In the two weeks since the attacks on Paris, Mali and Tunisia both suffered terrorist attacks with significant loss of lives. Terrorism (or horrorism as I prefer to attacks of the ilk of those on Paris) is now more than ever a fact of life. Each attack presents its own set of problems and challenges, and ICANN must evaluate them accordingly.

Second, ICANN has in the past been directly affected by mere threats of terrorism. ICANN 37 was held in Nairobi, Kenya in 2010 under a pall of fear about the risk of a terrorist attack or attacks. In 2011, ICANN 41 was moved from Amman, Jordan, to Singapore because of fears about the so-called Arab Spring protests then raging in the Middle East. I was on the ICANN board when the ICANN 37 and 41 meetings were held, and I recall the difficulties in making decisions about the venues of these meetings, the impact the decisions had on ICANN’s relation with countries in these sub-regions, as well as the associated costs and inconveniences.

ICANN’s mission was also impinged in the aftermath of the Boston Marathon bombing of April, 2013. According to a Cisco report, two botnets were launched after the bombings. The botnets rode on a massive spam campaign that lured victims to links with videos of the bombing, and malicious .jar files. The spam generated by the botnets accounted for up to 40 percent of the total spam during that period. The same report also said that the Boston Marathon bombing also led to the registration of “hundreds” of domain names related to the tragedy. The Cisco report shows that terrorist attacks often have a direct impact on the security and stability of the Internet, and hence impinge on ICANN’s core mission.

ICANN: cock or goat?

Against this background, my opinion is that the question should not be whether or not ICANN should react to terrorist and similar incidents of global impact, but how it should. In this regard, the starting points should be ICANN’s strategic plan and the enterprise-wide risks identified by ICANN, as well as the Risk Committee of the ICANN board. The 2016-2020 strategic plan for ICANN has 5 strategic objectives, each with its associated goals, outcomes, and risks to its attainment.

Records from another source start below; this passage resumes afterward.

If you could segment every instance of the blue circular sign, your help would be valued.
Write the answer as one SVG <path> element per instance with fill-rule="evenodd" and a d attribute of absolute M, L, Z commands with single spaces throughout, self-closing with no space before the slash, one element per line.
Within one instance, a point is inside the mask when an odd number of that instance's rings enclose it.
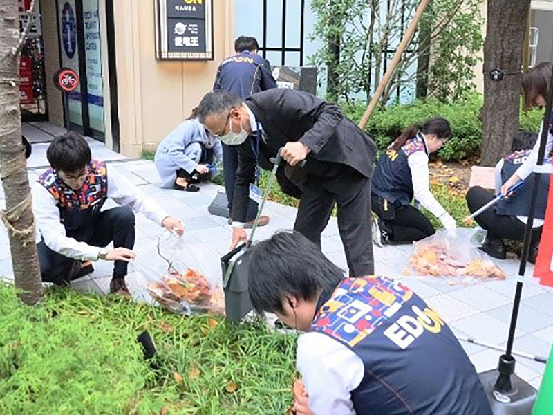
<path fill-rule="evenodd" d="M 73 59 L 77 49 L 77 21 L 75 11 L 68 1 L 62 9 L 62 43 L 67 57 Z"/>

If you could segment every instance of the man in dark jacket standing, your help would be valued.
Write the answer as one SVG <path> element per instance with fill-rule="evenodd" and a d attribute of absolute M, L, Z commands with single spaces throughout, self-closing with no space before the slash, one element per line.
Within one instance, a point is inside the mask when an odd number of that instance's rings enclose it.
<path fill-rule="evenodd" d="M 268 160 L 282 148 L 286 163 L 279 167 L 277 180 L 285 193 L 300 198 L 294 228 L 320 247 L 337 203 L 350 275 L 374 273 L 371 176 L 376 145 L 338 107 L 292 89 L 260 92 L 245 101 L 212 92 L 202 99 L 198 115 L 223 142 L 237 146 L 232 248 L 247 240 L 248 194 L 259 177 L 258 166 L 270 168 Z"/>
<path fill-rule="evenodd" d="M 276 88 L 276 82 L 271 73 L 271 66 L 262 56 L 257 54 L 259 46 L 255 37 L 240 36 L 234 41 L 233 55 L 225 59 L 217 70 L 217 76 L 213 85 L 214 91 L 224 91 L 245 99 L 256 92 Z M 223 144 L 223 163 L 225 173 L 225 190 L 229 203 L 229 211 L 232 211 L 232 199 L 234 194 L 234 181 L 238 167 L 238 153 L 234 147 Z M 251 225 L 257 214 L 257 204 L 250 202 L 247 223 Z M 263 216 L 261 226 L 268 223 L 269 218 Z"/>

ICANN can use its strategic plan to prepare a matrix to evaluate the impact of major global events on its strategic objectives, goals, outcomes, and associated risks. This way, the assessment of each event will be based on ICANN’s mission and priorities, and guard against mission creep. The task of evaluating the impact of terrorist attacks and other global events on ICANN can be crowd-sourced to the community by establishing an interactive version of the strategic plan for people to suggest any risks and opportunities they see as pertinent to the organization. ICANN can then shift through and assess these suggestions, just as they presently manage public comments.

Although some might argue that such on-going assessments might be distracting, the fact of the matter is that these global events not only have direct impacts on ICANN (as with the case of the choice of meeting locations), but also indirect effects such as a poisoned atmosphere for be debate about Internet governance. Having a system in place to give these events the attention they deserve, and involving the community in evaluating their impacts will be money and time well-spent for ICANN.

The alternative is for ICANN to act like the cock in our story, and not bother one bit about events around it. Although it might have been easy to argue in early 2011 that the self-immolation of an unemployed youth in Tunisia had nothing to do with ICANN’s core mission, the fires that event started ultimately ended up costing ICANN. By ignoring the world around it, ICANN might wake up one day to find that the global war against terror has been brought into its narrowly-defined turf, and then just like the cock, be had for dinner.